How the Method Works
The Jerk system operates as a fully automated module of the WebObs monitoring platform at the Observatoire Volcanologique du Piton de la Fournaise (OVPF-IPGP). It draws data from a single seismic station positioned roughly eight kilometers from the volcano’s summit. The software applies corrections for Earth tides and other environmental noise, then watches for impulse-like transitions in horizontal ground motion that exceed pre-established threshold values.
When a signal crosses the threshold, the system triggers an automatic alert. The first such alert came on June 20, 2014, arriving one hour and two minutes before an eruption began. Over the following nine years, the system continued to operate without human intervention, detecting pre-eruptive Jerk signals ahead of 22 of 24 eruptions.
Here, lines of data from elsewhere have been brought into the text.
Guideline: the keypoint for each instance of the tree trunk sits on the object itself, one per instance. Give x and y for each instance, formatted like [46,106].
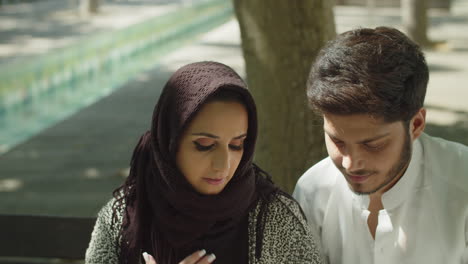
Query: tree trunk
[280,40]
[414,19]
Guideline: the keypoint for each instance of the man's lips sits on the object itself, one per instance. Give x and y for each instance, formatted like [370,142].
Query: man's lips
[358,178]
[214,181]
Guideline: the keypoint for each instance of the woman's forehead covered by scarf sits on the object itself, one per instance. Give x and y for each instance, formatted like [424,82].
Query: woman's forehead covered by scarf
[183,96]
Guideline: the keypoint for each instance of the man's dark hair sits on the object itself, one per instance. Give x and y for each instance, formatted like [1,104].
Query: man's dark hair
[378,71]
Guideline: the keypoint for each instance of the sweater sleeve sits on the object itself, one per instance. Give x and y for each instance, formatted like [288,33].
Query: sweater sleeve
[102,248]
[287,237]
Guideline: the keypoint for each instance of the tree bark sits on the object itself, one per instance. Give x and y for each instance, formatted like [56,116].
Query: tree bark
[280,40]
[414,19]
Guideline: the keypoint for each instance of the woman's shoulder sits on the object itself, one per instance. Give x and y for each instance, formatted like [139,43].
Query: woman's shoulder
[286,236]
[283,209]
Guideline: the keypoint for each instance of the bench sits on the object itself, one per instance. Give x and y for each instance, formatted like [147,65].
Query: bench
[28,236]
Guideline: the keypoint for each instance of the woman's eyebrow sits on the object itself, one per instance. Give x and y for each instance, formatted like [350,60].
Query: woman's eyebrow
[241,136]
[204,134]
[214,136]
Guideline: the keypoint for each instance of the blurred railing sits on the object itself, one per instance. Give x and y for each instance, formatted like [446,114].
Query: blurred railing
[80,74]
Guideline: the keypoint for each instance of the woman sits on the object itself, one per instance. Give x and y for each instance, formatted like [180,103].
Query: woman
[193,193]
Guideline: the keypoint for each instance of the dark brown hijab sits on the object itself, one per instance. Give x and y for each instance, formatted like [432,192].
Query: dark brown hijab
[164,215]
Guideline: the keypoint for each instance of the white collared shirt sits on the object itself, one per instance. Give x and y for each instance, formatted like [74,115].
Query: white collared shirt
[425,215]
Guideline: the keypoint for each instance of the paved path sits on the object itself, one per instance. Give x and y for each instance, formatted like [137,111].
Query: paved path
[72,167]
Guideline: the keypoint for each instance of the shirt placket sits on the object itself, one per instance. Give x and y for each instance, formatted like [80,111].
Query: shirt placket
[383,239]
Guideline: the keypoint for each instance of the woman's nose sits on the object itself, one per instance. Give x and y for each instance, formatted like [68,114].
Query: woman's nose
[221,160]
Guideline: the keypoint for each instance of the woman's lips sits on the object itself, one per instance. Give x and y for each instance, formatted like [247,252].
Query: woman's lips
[214,181]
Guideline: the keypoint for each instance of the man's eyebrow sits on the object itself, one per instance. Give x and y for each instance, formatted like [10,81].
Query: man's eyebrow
[331,135]
[373,139]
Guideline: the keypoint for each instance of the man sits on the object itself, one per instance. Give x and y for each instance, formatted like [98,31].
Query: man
[387,193]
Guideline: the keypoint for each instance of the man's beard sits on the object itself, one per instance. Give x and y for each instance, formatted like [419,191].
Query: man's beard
[396,170]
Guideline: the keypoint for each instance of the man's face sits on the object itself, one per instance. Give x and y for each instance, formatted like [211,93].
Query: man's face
[371,154]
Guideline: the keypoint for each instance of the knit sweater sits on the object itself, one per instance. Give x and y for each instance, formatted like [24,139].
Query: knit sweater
[286,237]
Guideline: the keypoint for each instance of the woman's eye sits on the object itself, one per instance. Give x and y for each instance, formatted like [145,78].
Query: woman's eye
[236,147]
[338,143]
[201,147]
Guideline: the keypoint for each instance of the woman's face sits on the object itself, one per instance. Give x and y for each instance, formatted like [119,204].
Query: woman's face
[212,146]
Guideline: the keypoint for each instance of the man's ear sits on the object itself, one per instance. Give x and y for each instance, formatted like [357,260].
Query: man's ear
[417,124]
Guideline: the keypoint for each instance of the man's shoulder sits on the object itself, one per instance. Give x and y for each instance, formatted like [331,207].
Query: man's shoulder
[446,161]
[440,146]
[322,175]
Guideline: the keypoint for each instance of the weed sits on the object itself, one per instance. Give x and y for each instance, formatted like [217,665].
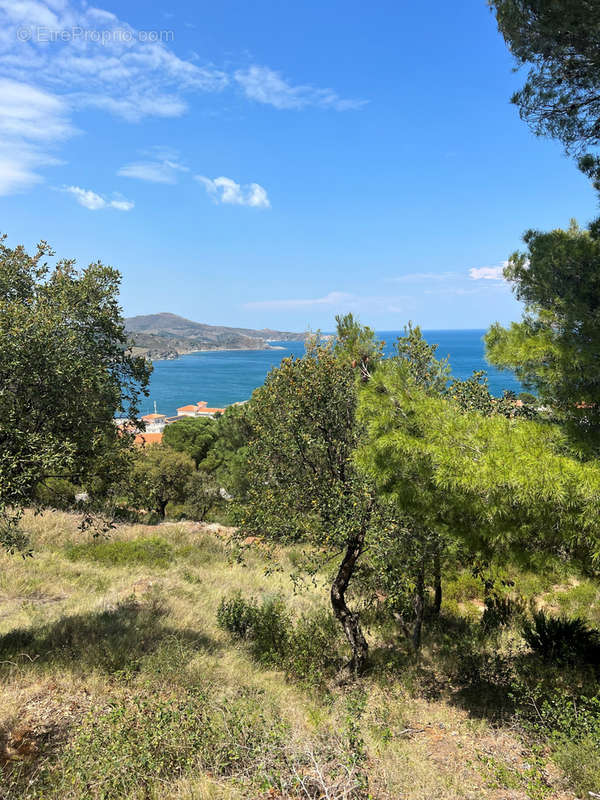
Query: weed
[154,552]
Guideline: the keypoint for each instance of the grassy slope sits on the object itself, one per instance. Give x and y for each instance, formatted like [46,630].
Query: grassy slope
[115,681]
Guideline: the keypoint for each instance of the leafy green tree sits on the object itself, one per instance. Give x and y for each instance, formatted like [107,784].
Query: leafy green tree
[201,494]
[498,484]
[159,476]
[554,349]
[227,458]
[357,344]
[194,436]
[303,481]
[65,372]
[560,40]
Of the alerts that did not lead to eruptions, all 14 percent of false positives corresponded to confirmed magma intrusions — episodes where magma moved toward the surface but stopped short of breaking through. The researchers characterize these as “aborted eruptions” rather than genuine false alarms, since each represented real subsurface activity that warranted monitoring attention.
A Recent Test Case
The method faced a practical test during a seismic crisis at Piton de la Fournaise on December 5, 2025. Associated with low deformations and subtle gas anomalies, the event produced a small Jerk signal of just 0.1 nanometers per second cubed. That faint reading was enough to confirm that a magma intrusion had taken place, consistent with independent geochemical and geodetic observations.
“The great originality of this work lies in the fact that the Jerk method was tested and validated in real time in an automatic and unsupervised manner for more than 10 years, and not in post-processing of data,” Dr. Jousset said.
Expanding to Mount Etna
Having demonstrated the approach on an ocean-island basaltic volcano, the team now plans to test whether Jerk signals are detectable at a compositionally and structurally different target. The POS4dyke project will deploy a new network of broadband seismometers from the GIPP Geophysical Instrumental Pool of Potsdam around Mount Etna in Italy beginning in 2026, in collaboration with the Istituto Nazionale di Geofisica e Vulcanologia (INGV).
A companion effort, the SAFAtor project, will investigate whether fiber-optic sensing cables can complement the broadband seismometers, potentially offering denser spatial coverage of pre-eruptive ground deformation. Together, the two projects aim to determine whether the low-cost, single-instrument approach proven at Piton de la Fournaise can be generalized to other volcanic settings.
The appeal of the Jerk method lies in its simplicity. Many volcano observatories worldwide already operate broadband seismometers, meaning the technique could in principle be deployed through software updates rather than new hardware installations. Whether that promise holds for volcanoes with different magmatic plumbing systems is the question the Etna campaign is designed to answer.